Last year had an employee take their 401k balance out to the max (matched and all) to put a down payment on a boat - now they are dealing with both the tax implications as well as the payments

This line that you wrote - "recent studies have shown that > 50% of employees contribute enough to get the full employer match."
Of the employees that enroll in our program more than 50% go for the full match or higher.
That does not change the fact that the overall enrollment remains very low no matter what we have tried.

uclalien
Posts: 61
Joined: Tue Dec 23, 2014 9:13 pm

Re: Small Business Retirement Options

Post by uclalien » Thu Dec 07, 2017 3:55 pm

Spirit Rider wrote:
Wed Dec 06, 2017 12:29 pm
As I pointed out the minimum safe harbor employer non-elective contribution is 3%., but the minimum safe harbor employer match is 4%. This is 100% of the 1st 3% and 50% of the next 2% = 4% on the 1st 5%.

Your experiences are an anomaly. After a dip during the great recession, recent studies have shown that > 50% of employees contribute enough to get the full employer match.

None of which negates my suggestion to share the wealth. Owners/Partners looking to reach the maximum annual addition limit, should not begrudge their lower wage earning employees a 5% non-elective contribution.
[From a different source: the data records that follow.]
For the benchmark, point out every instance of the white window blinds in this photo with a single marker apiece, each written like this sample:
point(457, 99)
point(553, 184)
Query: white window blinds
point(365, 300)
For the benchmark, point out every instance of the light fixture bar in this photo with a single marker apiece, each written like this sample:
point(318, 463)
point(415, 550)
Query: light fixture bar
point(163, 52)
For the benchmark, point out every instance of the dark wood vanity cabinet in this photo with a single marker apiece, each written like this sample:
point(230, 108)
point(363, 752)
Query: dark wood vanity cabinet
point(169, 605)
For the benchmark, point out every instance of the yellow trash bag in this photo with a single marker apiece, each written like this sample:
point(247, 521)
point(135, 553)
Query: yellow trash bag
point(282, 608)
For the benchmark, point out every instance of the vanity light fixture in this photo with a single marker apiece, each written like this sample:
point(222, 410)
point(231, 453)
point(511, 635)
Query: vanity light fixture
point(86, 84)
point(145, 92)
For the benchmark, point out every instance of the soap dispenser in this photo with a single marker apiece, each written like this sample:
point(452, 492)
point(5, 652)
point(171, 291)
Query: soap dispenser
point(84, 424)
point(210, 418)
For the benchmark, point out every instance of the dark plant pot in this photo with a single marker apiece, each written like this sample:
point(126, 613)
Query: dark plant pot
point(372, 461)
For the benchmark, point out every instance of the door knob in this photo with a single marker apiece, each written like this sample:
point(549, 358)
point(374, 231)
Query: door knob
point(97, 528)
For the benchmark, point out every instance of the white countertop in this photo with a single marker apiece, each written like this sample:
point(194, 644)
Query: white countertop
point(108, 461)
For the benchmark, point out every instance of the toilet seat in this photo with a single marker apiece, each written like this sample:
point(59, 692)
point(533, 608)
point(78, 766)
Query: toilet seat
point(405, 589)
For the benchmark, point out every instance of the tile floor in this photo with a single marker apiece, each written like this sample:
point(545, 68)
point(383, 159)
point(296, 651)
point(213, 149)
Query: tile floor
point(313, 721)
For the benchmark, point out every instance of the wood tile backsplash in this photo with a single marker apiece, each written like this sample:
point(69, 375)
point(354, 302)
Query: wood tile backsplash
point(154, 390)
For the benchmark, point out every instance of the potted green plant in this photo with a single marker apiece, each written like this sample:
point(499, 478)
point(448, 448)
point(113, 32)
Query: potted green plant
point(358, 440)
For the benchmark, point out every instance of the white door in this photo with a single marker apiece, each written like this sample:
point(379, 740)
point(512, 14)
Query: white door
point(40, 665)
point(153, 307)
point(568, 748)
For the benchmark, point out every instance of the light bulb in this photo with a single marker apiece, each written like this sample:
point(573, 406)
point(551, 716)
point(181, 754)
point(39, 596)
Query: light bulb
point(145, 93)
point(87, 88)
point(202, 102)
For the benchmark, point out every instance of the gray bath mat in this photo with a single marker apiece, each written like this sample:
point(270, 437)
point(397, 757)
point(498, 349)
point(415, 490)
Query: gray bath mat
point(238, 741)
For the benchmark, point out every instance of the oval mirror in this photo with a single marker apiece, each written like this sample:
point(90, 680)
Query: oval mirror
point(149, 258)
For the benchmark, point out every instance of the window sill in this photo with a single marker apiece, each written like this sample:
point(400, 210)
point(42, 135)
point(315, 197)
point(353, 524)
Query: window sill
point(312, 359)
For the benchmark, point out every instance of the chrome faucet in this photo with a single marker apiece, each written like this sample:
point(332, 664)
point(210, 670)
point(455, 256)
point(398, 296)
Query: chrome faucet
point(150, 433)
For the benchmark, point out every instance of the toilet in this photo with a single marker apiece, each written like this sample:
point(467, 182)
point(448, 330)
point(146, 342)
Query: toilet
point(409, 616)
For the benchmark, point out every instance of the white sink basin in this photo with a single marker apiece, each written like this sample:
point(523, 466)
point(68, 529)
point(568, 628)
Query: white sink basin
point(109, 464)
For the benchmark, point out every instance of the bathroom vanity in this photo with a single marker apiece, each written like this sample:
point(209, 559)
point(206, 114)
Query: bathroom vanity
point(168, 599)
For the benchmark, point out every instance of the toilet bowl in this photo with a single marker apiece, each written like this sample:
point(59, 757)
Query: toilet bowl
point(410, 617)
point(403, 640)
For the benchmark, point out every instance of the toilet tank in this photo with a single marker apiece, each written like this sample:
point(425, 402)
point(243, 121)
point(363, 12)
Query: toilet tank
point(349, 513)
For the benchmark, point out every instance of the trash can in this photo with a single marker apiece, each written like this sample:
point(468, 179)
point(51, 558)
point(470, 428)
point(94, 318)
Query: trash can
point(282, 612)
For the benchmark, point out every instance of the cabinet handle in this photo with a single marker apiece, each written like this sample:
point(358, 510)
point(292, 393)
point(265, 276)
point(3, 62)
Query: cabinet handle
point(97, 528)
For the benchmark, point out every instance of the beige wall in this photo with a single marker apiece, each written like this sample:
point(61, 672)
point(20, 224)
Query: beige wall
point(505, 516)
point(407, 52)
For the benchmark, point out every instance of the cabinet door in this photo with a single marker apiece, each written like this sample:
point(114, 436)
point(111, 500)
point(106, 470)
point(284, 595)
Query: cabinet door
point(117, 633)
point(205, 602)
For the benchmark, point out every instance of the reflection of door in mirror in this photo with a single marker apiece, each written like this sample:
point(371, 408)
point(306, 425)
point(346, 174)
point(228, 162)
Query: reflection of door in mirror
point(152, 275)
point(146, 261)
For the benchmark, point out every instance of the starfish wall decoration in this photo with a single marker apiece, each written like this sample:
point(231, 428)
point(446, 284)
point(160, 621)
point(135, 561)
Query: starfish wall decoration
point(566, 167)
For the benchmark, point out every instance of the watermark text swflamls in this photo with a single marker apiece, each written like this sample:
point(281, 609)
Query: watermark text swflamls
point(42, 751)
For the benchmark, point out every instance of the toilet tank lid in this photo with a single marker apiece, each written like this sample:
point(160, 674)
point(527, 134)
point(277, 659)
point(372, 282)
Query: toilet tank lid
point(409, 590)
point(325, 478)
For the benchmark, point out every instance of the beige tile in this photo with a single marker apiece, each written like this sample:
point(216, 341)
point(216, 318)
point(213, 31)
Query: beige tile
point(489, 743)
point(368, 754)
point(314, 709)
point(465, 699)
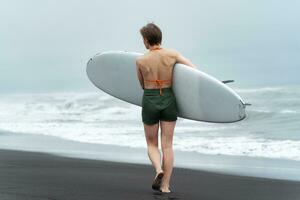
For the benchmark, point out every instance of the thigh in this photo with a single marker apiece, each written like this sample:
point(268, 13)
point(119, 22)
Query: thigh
point(151, 133)
point(167, 132)
point(169, 113)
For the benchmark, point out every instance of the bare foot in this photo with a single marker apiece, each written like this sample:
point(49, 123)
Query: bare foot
point(157, 180)
point(164, 190)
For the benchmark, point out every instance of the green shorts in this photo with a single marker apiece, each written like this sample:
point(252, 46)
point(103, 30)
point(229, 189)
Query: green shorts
point(157, 107)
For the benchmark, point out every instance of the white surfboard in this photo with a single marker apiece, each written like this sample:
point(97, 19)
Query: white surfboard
point(199, 96)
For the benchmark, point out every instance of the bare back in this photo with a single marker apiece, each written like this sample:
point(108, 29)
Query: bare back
point(157, 64)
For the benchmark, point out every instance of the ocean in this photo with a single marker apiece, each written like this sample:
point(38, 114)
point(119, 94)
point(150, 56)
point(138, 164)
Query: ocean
point(270, 130)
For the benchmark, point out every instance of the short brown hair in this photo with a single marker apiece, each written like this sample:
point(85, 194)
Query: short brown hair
point(152, 33)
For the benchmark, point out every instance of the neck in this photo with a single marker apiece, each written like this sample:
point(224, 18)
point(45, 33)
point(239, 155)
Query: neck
point(154, 47)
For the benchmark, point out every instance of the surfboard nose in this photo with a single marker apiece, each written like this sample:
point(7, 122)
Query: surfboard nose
point(242, 110)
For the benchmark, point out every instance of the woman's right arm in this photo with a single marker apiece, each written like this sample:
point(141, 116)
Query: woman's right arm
point(180, 59)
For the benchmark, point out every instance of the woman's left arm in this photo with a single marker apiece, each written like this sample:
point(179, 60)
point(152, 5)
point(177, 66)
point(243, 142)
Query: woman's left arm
point(139, 74)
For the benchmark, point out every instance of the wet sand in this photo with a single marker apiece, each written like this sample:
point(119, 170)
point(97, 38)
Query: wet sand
point(31, 175)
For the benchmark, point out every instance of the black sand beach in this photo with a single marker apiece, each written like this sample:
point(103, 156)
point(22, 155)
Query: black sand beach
point(30, 175)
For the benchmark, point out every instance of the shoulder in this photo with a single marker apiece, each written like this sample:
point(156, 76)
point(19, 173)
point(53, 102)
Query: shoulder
point(139, 60)
point(172, 53)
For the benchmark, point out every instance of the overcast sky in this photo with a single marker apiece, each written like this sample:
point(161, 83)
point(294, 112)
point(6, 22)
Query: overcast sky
point(45, 44)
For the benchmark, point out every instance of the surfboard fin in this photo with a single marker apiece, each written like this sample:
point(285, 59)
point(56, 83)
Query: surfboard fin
point(228, 81)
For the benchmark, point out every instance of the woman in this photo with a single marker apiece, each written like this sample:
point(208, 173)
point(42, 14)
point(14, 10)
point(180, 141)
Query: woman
point(154, 71)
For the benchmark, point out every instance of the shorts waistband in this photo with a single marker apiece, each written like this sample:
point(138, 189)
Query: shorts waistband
point(157, 90)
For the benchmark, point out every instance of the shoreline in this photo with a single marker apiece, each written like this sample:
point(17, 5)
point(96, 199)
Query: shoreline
point(44, 176)
point(230, 165)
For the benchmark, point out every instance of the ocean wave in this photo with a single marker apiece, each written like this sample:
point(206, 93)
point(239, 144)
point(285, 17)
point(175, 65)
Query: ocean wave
point(270, 129)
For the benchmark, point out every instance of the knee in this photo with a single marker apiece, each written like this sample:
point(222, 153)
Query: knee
point(167, 146)
point(152, 144)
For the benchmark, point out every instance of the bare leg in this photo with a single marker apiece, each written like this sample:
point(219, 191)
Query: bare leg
point(167, 132)
point(151, 133)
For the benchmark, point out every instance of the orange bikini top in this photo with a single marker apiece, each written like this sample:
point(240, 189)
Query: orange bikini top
point(159, 82)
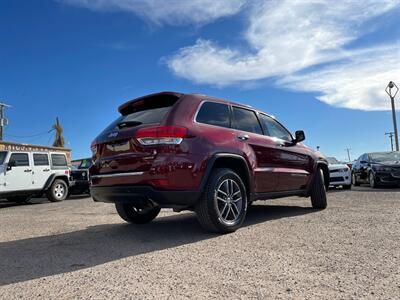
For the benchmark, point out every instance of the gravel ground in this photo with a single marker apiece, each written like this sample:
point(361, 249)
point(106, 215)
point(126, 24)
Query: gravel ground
point(81, 249)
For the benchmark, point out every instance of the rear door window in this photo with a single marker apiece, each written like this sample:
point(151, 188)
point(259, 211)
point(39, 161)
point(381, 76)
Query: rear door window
point(58, 160)
point(40, 159)
point(213, 113)
point(273, 129)
point(20, 159)
point(246, 120)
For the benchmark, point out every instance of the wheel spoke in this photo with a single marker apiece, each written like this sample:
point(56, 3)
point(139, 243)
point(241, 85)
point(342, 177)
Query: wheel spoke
point(227, 212)
point(237, 200)
point(235, 214)
point(221, 199)
point(223, 210)
point(235, 193)
point(222, 192)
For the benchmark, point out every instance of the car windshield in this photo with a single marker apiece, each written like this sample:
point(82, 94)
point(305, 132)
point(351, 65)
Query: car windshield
point(3, 155)
point(385, 156)
point(332, 160)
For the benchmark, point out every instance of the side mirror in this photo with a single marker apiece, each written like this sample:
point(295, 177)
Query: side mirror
point(10, 165)
point(300, 136)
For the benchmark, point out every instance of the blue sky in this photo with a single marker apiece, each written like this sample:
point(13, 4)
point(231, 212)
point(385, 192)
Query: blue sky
point(315, 66)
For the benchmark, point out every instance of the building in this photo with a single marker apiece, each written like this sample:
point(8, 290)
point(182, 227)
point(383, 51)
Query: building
point(10, 146)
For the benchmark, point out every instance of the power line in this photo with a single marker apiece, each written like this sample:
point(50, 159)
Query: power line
point(3, 120)
point(30, 136)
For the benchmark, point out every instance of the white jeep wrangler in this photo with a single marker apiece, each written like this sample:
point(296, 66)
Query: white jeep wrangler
point(24, 175)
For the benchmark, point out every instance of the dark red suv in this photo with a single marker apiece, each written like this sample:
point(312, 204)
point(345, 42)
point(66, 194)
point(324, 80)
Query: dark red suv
point(195, 152)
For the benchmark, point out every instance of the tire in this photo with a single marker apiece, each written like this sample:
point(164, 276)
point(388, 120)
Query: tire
point(58, 191)
point(372, 181)
point(354, 180)
point(223, 205)
point(135, 215)
point(19, 199)
point(318, 191)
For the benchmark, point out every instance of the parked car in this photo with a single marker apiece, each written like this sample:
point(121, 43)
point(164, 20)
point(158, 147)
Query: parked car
point(79, 178)
point(379, 168)
point(194, 152)
point(340, 173)
point(24, 175)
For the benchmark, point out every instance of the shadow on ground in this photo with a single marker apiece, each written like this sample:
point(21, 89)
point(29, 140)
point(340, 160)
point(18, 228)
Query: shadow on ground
point(37, 257)
point(4, 203)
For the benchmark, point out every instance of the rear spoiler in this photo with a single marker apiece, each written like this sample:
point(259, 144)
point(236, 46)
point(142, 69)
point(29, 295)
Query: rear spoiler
point(156, 100)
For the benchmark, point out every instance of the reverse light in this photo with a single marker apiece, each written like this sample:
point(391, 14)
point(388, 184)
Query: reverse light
point(383, 169)
point(161, 135)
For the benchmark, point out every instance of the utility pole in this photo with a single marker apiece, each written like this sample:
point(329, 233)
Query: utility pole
point(392, 95)
point(3, 120)
point(391, 135)
point(348, 153)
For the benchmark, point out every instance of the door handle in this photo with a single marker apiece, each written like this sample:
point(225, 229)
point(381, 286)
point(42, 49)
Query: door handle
point(243, 137)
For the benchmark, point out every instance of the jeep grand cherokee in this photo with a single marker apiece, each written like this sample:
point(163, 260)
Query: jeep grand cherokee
point(195, 152)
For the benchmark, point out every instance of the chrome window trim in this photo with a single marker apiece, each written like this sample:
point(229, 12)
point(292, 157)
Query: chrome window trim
point(117, 175)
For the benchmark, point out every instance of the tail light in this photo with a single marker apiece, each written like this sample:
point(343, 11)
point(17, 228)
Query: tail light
point(94, 149)
point(161, 135)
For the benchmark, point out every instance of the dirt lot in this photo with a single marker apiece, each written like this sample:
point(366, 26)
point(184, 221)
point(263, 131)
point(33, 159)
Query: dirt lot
point(81, 249)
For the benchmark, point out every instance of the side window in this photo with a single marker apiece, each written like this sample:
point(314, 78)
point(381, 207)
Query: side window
point(19, 159)
point(246, 120)
point(58, 160)
point(274, 129)
point(40, 159)
point(214, 114)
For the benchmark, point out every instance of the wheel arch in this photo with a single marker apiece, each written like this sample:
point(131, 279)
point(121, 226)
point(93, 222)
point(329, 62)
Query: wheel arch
point(52, 178)
point(231, 161)
point(325, 169)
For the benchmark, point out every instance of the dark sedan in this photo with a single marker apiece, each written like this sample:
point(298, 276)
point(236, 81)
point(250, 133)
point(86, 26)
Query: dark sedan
point(379, 168)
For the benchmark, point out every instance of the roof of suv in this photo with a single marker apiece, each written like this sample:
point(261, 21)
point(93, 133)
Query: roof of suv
point(125, 106)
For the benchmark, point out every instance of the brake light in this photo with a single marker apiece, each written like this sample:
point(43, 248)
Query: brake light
point(161, 135)
point(94, 149)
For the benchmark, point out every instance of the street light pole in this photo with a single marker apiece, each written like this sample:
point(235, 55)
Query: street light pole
point(390, 134)
point(392, 95)
point(3, 120)
point(348, 154)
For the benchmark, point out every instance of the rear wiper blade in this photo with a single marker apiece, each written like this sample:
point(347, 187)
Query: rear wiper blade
point(125, 124)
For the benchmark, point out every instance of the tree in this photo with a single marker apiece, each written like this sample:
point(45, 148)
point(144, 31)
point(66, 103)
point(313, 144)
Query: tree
point(59, 141)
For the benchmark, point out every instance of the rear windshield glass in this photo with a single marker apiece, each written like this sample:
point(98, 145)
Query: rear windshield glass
point(385, 156)
point(59, 160)
point(151, 111)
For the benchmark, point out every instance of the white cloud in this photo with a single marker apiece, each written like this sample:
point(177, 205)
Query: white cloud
point(172, 12)
point(287, 37)
point(358, 83)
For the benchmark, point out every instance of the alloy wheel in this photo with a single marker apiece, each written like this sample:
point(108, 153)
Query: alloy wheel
point(229, 201)
point(59, 191)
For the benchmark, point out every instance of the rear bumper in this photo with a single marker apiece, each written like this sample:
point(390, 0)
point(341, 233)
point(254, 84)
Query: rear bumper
point(137, 194)
point(387, 178)
point(337, 178)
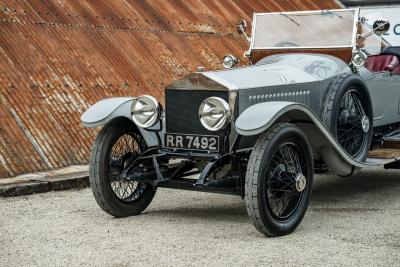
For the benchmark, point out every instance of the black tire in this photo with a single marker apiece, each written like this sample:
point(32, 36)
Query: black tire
point(262, 175)
point(345, 123)
point(110, 199)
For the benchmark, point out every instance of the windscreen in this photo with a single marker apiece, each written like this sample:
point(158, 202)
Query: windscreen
point(328, 28)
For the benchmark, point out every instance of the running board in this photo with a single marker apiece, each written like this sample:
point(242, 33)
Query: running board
point(392, 163)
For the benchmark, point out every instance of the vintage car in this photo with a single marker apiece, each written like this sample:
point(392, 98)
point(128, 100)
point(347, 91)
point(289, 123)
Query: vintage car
point(321, 87)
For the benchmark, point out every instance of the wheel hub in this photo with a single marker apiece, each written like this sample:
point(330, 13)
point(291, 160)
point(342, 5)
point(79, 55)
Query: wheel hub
point(365, 124)
point(300, 182)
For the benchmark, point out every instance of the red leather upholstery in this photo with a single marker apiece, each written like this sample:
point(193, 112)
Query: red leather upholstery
point(381, 63)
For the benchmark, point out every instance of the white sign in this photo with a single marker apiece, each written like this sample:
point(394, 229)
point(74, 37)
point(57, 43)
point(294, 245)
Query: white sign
point(392, 14)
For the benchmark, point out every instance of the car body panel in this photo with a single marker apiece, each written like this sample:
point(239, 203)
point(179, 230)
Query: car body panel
point(106, 110)
point(260, 117)
point(384, 89)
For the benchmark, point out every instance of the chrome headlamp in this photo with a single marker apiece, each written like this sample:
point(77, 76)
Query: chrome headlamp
point(145, 111)
point(229, 61)
point(359, 58)
point(214, 113)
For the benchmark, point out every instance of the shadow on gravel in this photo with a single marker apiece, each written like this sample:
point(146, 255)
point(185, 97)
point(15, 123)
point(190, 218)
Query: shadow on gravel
point(234, 212)
point(330, 188)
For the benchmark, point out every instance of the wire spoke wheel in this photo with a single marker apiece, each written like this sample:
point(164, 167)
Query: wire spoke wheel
point(285, 181)
point(125, 150)
point(352, 124)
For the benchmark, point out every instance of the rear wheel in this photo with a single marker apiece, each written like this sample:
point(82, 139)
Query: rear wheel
point(116, 145)
point(279, 180)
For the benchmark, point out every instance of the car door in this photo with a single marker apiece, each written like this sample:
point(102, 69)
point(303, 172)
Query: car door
point(384, 88)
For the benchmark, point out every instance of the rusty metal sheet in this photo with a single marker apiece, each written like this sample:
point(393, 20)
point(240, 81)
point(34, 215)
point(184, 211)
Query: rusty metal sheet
point(59, 57)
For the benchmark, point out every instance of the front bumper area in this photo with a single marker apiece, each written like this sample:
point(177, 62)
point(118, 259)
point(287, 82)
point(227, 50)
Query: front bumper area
point(163, 168)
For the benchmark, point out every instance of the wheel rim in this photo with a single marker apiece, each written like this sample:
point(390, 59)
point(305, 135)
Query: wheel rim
point(286, 182)
point(352, 124)
point(125, 149)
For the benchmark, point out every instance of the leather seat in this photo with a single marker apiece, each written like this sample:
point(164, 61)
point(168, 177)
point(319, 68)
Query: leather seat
point(383, 62)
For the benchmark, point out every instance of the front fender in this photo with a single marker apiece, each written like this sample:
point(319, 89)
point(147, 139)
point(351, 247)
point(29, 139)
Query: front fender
point(105, 110)
point(109, 109)
point(260, 117)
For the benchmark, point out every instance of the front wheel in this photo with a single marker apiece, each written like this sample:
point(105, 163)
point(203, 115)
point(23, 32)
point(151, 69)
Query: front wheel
point(116, 145)
point(279, 180)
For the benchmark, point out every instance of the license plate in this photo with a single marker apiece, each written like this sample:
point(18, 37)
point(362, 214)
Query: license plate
point(191, 142)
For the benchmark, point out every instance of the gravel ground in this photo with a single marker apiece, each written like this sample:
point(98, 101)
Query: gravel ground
point(350, 221)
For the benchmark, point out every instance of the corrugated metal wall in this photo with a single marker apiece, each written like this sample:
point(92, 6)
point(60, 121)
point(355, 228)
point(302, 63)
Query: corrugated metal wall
point(59, 57)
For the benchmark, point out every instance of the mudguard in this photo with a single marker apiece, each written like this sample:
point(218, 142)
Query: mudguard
point(109, 109)
point(260, 117)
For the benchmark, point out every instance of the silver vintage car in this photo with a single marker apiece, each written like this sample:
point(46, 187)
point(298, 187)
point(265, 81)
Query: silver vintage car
point(322, 89)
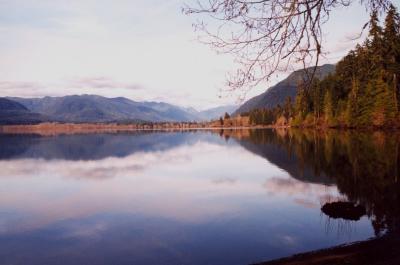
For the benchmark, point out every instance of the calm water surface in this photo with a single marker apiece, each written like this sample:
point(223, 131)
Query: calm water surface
point(229, 197)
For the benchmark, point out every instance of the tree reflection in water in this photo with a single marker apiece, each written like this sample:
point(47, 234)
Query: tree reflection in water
point(363, 165)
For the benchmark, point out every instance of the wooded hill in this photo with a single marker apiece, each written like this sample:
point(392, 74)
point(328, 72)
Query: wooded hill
point(362, 92)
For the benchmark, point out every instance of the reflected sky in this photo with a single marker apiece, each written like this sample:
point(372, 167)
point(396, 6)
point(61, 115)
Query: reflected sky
point(156, 198)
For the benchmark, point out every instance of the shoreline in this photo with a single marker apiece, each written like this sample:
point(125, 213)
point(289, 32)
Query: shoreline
point(87, 128)
point(375, 251)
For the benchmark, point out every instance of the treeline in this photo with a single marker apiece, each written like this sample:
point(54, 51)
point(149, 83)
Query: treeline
point(363, 91)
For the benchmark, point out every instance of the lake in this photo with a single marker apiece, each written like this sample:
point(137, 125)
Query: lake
point(194, 197)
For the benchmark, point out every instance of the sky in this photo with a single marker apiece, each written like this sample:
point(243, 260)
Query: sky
point(145, 50)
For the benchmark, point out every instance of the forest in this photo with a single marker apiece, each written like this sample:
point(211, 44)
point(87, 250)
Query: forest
point(363, 92)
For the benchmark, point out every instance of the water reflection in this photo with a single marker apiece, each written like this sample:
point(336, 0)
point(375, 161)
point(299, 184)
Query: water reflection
point(230, 197)
point(363, 165)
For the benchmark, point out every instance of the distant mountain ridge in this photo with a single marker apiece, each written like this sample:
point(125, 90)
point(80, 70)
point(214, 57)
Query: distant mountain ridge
point(93, 108)
point(12, 112)
point(286, 88)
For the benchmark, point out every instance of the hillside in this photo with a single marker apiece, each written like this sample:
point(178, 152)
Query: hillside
point(12, 112)
point(216, 113)
point(92, 108)
point(278, 93)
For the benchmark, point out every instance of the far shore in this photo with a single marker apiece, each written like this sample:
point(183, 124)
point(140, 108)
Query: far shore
point(82, 128)
point(377, 251)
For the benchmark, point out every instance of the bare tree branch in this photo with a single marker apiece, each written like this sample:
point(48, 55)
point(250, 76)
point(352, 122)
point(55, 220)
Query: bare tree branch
point(267, 36)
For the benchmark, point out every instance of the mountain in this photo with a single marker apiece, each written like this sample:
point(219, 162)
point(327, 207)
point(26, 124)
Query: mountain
point(216, 113)
point(93, 108)
point(286, 88)
point(12, 112)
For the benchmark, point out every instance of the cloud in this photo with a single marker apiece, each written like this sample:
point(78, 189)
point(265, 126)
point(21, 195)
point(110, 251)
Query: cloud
point(10, 88)
point(102, 82)
point(308, 195)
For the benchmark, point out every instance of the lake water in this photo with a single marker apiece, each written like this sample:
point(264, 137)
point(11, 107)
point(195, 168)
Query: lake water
point(197, 197)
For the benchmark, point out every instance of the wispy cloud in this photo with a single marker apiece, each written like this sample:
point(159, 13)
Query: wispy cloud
point(102, 82)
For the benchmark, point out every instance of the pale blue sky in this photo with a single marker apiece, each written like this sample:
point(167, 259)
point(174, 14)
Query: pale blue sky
point(140, 49)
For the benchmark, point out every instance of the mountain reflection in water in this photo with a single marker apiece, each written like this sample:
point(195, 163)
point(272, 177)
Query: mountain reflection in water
point(228, 197)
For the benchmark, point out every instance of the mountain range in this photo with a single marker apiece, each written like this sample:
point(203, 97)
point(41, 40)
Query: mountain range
point(278, 93)
point(93, 108)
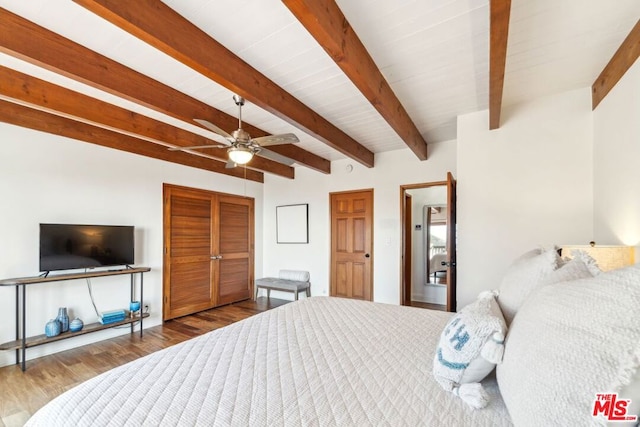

If they use the minimum safe harbor employer match of 4%. Then that is what they also get. This thread is about partners wanting to maximize their tax-advantaged contributions. It is only right that they share some of that benefit with their employees.
I fully agree. I wouldn't expect the firm to contribute anything less than 5% to NHCEs. In fact, I would be surprised if we don't ultimately elect to contribute something closer to 10% with no employee contribution requirement.

KSActuary
Posts: 172
Joined: Fri Jan 13, 2012 10:53 pm

Re: Small Business Retirement Options

Post by KSActuary » Fri Dec 08, 2017 12:36 am

Vanguard charges an extra $775 annually to perform the New Comparability test for the profit sharing contribution. Employee Fiduciary will do the same but I can't remember the additional charge off the top of my head.

ERISA Stone
Posts: 1373
Joined: Tue Jun 24, 2014 8:54 am

Re: Small Business Retirement Options

Post by ERISA Stone » Fri Dec 08, 2017 1:22 am

KSActuary wrote:
Fri Dec 08, 2017 12:36 am
Vanguard charges an extra $775 annually to perform the New Comparability test for the profit sharing contribution. Employee Fiduciary will do the same but I can't remember the additional charge off the top of my head.
Employee Fiduciary charges $500. I don't know how many scenarios that includes.

KSActuary
Posts: 172
Joined: Fri Jan 13, 2012 10:53 pm

Re: Small Business Retirement Options

Post by KSActuary » Fri Dec 08, 2017 3:39 pm

The Vanguard approach is to offer several testing scenarios but not unlimited attempts to refine or maximize results as this can take up a lot of their time. After several scenarios, Vanguard goes to an hourly rate which is high enough to scare most off.